Our previous studies of antimycin A-evoked Ca²⁺ fluxes presented data from nociceptors defined by their responsiveness to AITC and capsaicin (TRPA1 and TRPV1 agonists, respectively) (Nesuashvili et al., 2013). These criteria are affected by TRP channel inhibition/knockout, thus the non-responsive nociceptor populations were likely underreported. Given that TRPV1 expression is more widely expressed in vagal nociceptors compared to TRPA1 (Nassenstein et al., 2008, Nesuashvili et al., 2013), the role of TRPV1 may have be underreported.

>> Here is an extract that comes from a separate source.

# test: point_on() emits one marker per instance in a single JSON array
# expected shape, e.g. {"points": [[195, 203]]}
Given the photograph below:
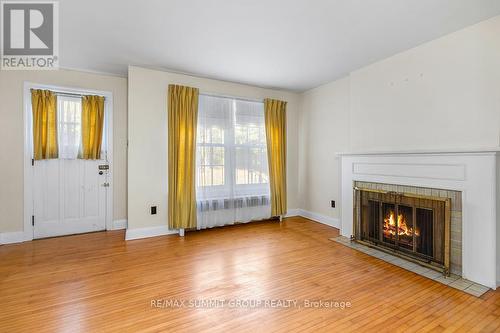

Given these previous findings there is considerable uncertainty about the contribution of TRPA1, TRPV1 and ROS to the activation of vagal nociceptive neurons. Here we show using a comprehensive combinatory approach in genetically-defined nociceptive populations with both TRP channel inhibition and knockout that antimycin A causes Ca²⁺ fluxes in vagal sensory neurons via TRPA1, TRPV1 and another unidentified Gd³⁺-sensitive Ca²⁺ channel. Surprisingly, antimycin A-evoked populational Ca²⁺ responses correlate with capsaicin responses compared to AITC responses and the inhibition/knockout of TRPV1 has a greater effect on the antimycin A-evoked populational responses. Nevertheless, TRPA1 plays a predominant role in the activation of a subset of vagal nociceptors with the greatest antimycin A-evoked responses. We also show that although H₂O₂ activates both TRPA1- and TRPV1-expressing HEK293, the antimycin A-evoked activation of heterologously-expressed TRPA1 is exclusively ROS-mediated whereas TRPV1 activation is ROS-independent. Finally, we show that, in both dissociated vagal neurons and at the peripheral terminals of bronchopulmonary vagal afferents, antimycin-evoked activation of nociceptors via TRPA1 is ROS-mediated, but the TRPV1-mediated mechanism is ROS-independent. These novel findings highlight the limited role that ROS and TRPA1 play in the activation of vagal nociceptors during mitochondrial dysfunction.